2009-03-09 ドラマティック・エモーション 2009 その2

なぜ、新ドラえもんは子供達に「きみはじつにばかだな」と言い続けなければならないのか


 タイトルは釣りかもしんない。

 ドラえもん のび太の新宇宙開拓史の感想と考察的なナニだよ!

 検索でここにたどり着いてしまったパパやママへ。今作はちゃんとそれなりに話の筋のある楽しいドラえもんです。ぜひお子様と一緒に観に行ってあげてください。ヤッターマンとどっちがいいかって? 両方いけばいいんじゃないですかねえ。このあとはいい大人が書いたドラえもんへのラブレターなので、家族で観るドラえもん映画への善し悪しを決める手がかりはあんまり無いと思いますのであしからず。


 前半書いたの、ぜんぶきえちゃったよーう。さめざめ。ブラウザバックキーを物理的に壊しました。ああ、BJの「盲腸とかブラウザバックキーなんてものはむやみにきっちまっていいもんじゃあない」なんて言葉を信じた自分がバカでしたね! 

 書き直す気力なんて無いので、前半は要点をメモ的に記述しながら書きます。

 ネタバレネガティブご注意ください。

 よろしければ続きを読むからどうぞ。


 新ドラは前よりずっと良く動く、キレイ。情報量もやたらに多い。すごい。くどい演技もこなれてきたし、やっぱりドラえもんは楽しい。

 でもやっぱりあの日のように面白くは感じないんだよ! ぼくは旧ドラがあるからこそそこに当てはめて楽しんでいるだけのような気がする! ぼくはこの年になってまでこんなにドラえもんが好きなのに! なんでかな!

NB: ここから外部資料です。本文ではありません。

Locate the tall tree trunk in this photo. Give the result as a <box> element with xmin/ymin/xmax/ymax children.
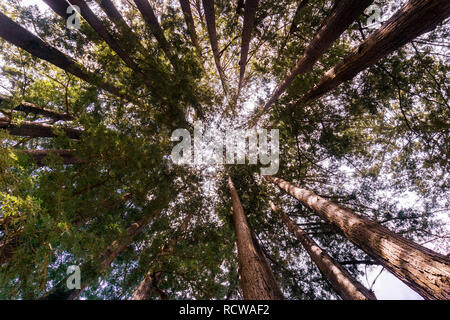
<box><xmin>270</xmin><ymin>201</ymin><xmax>376</xmax><ymax>300</ymax></box>
<box><xmin>15</xmin><ymin>150</ymin><xmax>85</xmax><ymax>166</ymax></box>
<box><xmin>134</xmin><ymin>0</ymin><xmax>173</xmax><ymax>59</ymax></box>
<box><xmin>298</xmin><ymin>0</ymin><xmax>450</xmax><ymax>103</ymax></box>
<box><xmin>179</xmin><ymin>0</ymin><xmax>202</xmax><ymax>57</ymax></box>
<box><xmin>263</xmin><ymin>0</ymin><xmax>373</xmax><ymax>112</ymax></box>
<box><xmin>203</xmin><ymin>0</ymin><xmax>228</xmax><ymax>95</ymax></box>
<box><xmin>228</xmin><ymin>177</ymin><xmax>284</xmax><ymax>300</ymax></box>
<box><xmin>265</xmin><ymin>176</ymin><xmax>450</xmax><ymax>300</ymax></box>
<box><xmin>0</xmin><ymin>12</ymin><xmax>129</xmax><ymax>101</ymax></box>
<box><xmin>236</xmin><ymin>0</ymin><xmax>259</xmax><ymax>100</ymax></box>
<box><xmin>44</xmin><ymin>0</ymin><xmax>152</xmax><ymax>89</ymax></box>
<box><xmin>0</xmin><ymin>117</ymin><xmax>83</xmax><ymax>139</ymax></box>
<box><xmin>0</xmin><ymin>95</ymin><xmax>75</xmax><ymax>121</ymax></box>
<box><xmin>131</xmin><ymin>214</ymin><xmax>193</xmax><ymax>300</ymax></box>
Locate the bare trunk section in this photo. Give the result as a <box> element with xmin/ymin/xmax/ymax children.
<box><xmin>134</xmin><ymin>0</ymin><xmax>173</xmax><ymax>59</ymax></box>
<box><xmin>0</xmin><ymin>95</ymin><xmax>75</xmax><ymax>121</ymax></box>
<box><xmin>15</xmin><ymin>150</ymin><xmax>85</xmax><ymax>166</ymax></box>
<box><xmin>0</xmin><ymin>117</ymin><xmax>83</xmax><ymax>139</ymax></box>
<box><xmin>262</xmin><ymin>0</ymin><xmax>373</xmax><ymax>112</ymax></box>
<box><xmin>236</xmin><ymin>0</ymin><xmax>259</xmax><ymax>100</ymax></box>
<box><xmin>270</xmin><ymin>202</ymin><xmax>376</xmax><ymax>300</ymax></box>
<box><xmin>228</xmin><ymin>177</ymin><xmax>284</xmax><ymax>300</ymax></box>
<box><xmin>203</xmin><ymin>0</ymin><xmax>228</xmax><ymax>95</ymax></box>
<box><xmin>299</xmin><ymin>0</ymin><xmax>450</xmax><ymax>103</ymax></box>
<box><xmin>265</xmin><ymin>176</ymin><xmax>450</xmax><ymax>300</ymax></box>
<box><xmin>180</xmin><ymin>0</ymin><xmax>202</xmax><ymax>57</ymax></box>
<box><xmin>44</xmin><ymin>0</ymin><xmax>152</xmax><ymax>89</ymax></box>
<box><xmin>131</xmin><ymin>214</ymin><xmax>193</xmax><ymax>300</ymax></box>
<box><xmin>0</xmin><ymin>12</ymin><xmax>127</xmax><ymax>101</ymax></box>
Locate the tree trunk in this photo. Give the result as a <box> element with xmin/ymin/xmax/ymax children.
<box><xmin>0</xmin><ymin>117</ymin><xmax>83</xmax><ymax>139</ymax></box>
<box><xmin>203</xmin><ymin>0</ymin><xmax>228</xmax><ymax>95</ymax></box>
<box><xmin>134</xmin><ymin>0</ymin><xmax>173</xmax><ymax>58</ymax></box>
<box><xmin>228</xmin><ymin>177</ymin><xmax>284</xmax><ymax>300</ymax></box>
<box><xmin>15</xmin><ymin>150</ymin><xmax>85</xmax><ymax>166</ymax></box>
<box><xmin>263</xmin><ymin>0</ymin><xmax>373</xmax><ymax>112</ymax></box>
<box><xmin>297</xmin><ymin>0</ymin><xmax>450</xmax><ymax>103</ymax></box>
<box><xmin>0</xmin><ymin>95</ymin><xmax>75</xmax><ymax>121</ymax></box>
<box><xmin>44</xmin><ymin>0</ymin><xmax>152</xmax><ymax>89</ymax></box>
<box><xmin>270</xmin><ymin>202</ymin><xmax>376</xmax><ymax>300</ymax></box>
<box><xmin>131</xmin><ymin>214</ymin><xmax>193</xmax><ymax>300</ymax></box>
<box><xmin>0</xmin><ymin>12</ymin><xmax>129</xmax><ymax>101</ymax></box>
<box><xmin>180</xmin><ymin>0</ymin><xmax>202</xmax><ymax>57</ymax></box>
<box><xmin>237</xmin><ymin>0</ymin><xmax>259</xmax><ymax>99</ymax></box>
<box><xmin>265</xmin><ymin>176</ymin><xmax>450</xmax><ymax>300</ymax></box>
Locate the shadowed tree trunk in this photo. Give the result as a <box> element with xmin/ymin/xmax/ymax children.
<box><xmin>203</xmin><ymin>0</ymin><xmax>228</xmax><ymax>95</ymax></box>
<box><xmin>180</xmin><ymin>0</ymin><xmax>202</xmax><ymax>57</ymax></box>
<box><xmin>297</xmin><ymin>0</ymin><xmax>450</xmax><ymax>103</ymax></box>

 理由を考える。そうね、今回も含めて新ドラに豊富なのは動の部分だね。でもね間が悪いんだよね、静がないんだよね。

 ロップル君が「ぼくらの星だから、ぼくらがすてることはできない」みたいな重要な科白の部分も元がとても静的な場面なのに動的に撮るもんだからおかしい。

 そもそも前作で静的な存在の象徴だったギラーミンが、小物臭と共に動的なキャラになってしまっている。ずっとヘラヘラしてるしやたらと饒舌だし。動作には無駄が多いし(見てて楽しくはあるけど)。ゴルゴ13がニヤニヤしながら部下を顎で使ってても強そうにみえないんですよ。話がちょっとずれてますね。

 あとは細々した演技、場面の中でも何かしらが動いてる。動いていなければ気が済まないかのようだ。前述のロップルのところで無駄な沈黙を使っているくせに、のび太とギラーミンの対決では十分な間がない。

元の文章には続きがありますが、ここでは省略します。